I think there are two key areas. One is what it does on the Arts side. Synchronicity Earth has always come at this from a unique angle, trying to tie the arts together with science and bringing in a different audience, engaging people through a different doorway and talking to people about the natural world in an exciting way that gets them more involved. I think it has been extremely successful at that and should continue.
Synchronicity Earth also has a really strong role in terms of convening leaders in the space even in very informal – or perhaps more importantly – in very informal atmospheres where you bring key speakers together on a certain topic in ‘salon’ type events. You can’t underestimate the impact that bringing leaders together in an informal space actually has.
It’s important to actually convene people around a certain topic. If you’re trying to address – say – oil palm, you would pull together all the people working in that space, you would map it out, then you would think about what needs to be done to be successful and where the points of intervention should be. When everyone sees an issue mapped out like this, it helps them to understand that this is where we are, this is where we can engage, this may be where we need to put a little more emphasis and pressure and so on. It is important to do the due diligence and the strong research behind a conservation issue, and help to work with and figure out the relevant people so others understand that landscape and can help fill in the gaps. It’s so important to bring in the right partners and to make sure that everybody has something to contribute. We spend a lot of time in the conservation movement trying to create partnerships where sometimes there are none, so we just need to understand what a good partnership is, who has added value and structure them appropriately at the beginning. I think Synchronicity Earth has a big role to play there.

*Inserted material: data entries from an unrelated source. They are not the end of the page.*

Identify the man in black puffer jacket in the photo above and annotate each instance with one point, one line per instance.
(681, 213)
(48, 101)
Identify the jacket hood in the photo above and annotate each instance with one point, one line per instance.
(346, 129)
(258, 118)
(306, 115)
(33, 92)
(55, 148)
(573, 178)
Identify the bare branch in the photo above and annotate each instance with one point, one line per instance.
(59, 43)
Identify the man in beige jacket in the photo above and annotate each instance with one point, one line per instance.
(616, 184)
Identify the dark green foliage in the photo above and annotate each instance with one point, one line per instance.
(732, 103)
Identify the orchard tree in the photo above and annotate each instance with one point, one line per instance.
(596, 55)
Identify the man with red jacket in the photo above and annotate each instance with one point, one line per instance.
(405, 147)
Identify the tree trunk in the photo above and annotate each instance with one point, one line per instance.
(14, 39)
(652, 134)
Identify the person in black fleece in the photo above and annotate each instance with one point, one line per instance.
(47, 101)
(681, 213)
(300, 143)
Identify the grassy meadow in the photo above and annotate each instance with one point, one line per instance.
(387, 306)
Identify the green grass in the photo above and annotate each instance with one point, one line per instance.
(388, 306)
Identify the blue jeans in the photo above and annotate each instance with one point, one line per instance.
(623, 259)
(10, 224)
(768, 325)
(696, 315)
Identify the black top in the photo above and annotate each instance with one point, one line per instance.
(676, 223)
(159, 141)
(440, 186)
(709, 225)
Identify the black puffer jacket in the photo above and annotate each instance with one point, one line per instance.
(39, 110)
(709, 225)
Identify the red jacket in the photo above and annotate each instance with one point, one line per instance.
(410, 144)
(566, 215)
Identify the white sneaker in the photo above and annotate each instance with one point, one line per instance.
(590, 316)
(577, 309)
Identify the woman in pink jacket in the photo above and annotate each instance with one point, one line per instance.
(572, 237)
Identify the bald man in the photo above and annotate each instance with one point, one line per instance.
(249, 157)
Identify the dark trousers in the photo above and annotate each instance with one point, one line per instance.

Finally, do you have a favourite species and if so, what is it?
Well, I don’t really have a favourite species, but I have been known to be a bit biased towards the pangolin..
I first started thinking about pangolins when I was working with Simon Stuart at the International Union for Conservation of Nature (IUCN). Pangolins were mostly listed as Near Threatened and nobody really knew anything about them, but we both suspected they were a lot more threatened than anybody thought. An opportunity arose to start the IUCN Specialist Group with Dan Challender, and to try to raise the profile of the species. Basically, this was a starting from scratch scenario, where we could create the action plans, bring the experts together, and define the pangolins’ status. We found that they were much more threatened than anybody thought. We then pulled together all the data on trade, worked on major influencers to make them a profile species, started various initiatives, for example, creating a gaming app about pangolins with the Royal Foundation. We managed to get all sorts of media coverage and stories about the most threatened, illegally-traded mammal in the world. We created the narrative by which people wanted to engage and the species became listed on CITES.
It has been a really interesting process being on that journey with a species that was basically unknown to many, to one that is now familiar to many children … you know it’s in Disney films now. Most children could at least know something about what it is, and that to me is exciting and shows that you can at least bring species into the public consciousness. We still need to push harder to protect it, but I think the pangolin has a much better chance now than it did five years ago.
But I really don’t have a favourite species!
This interview has been edited for length and clarity.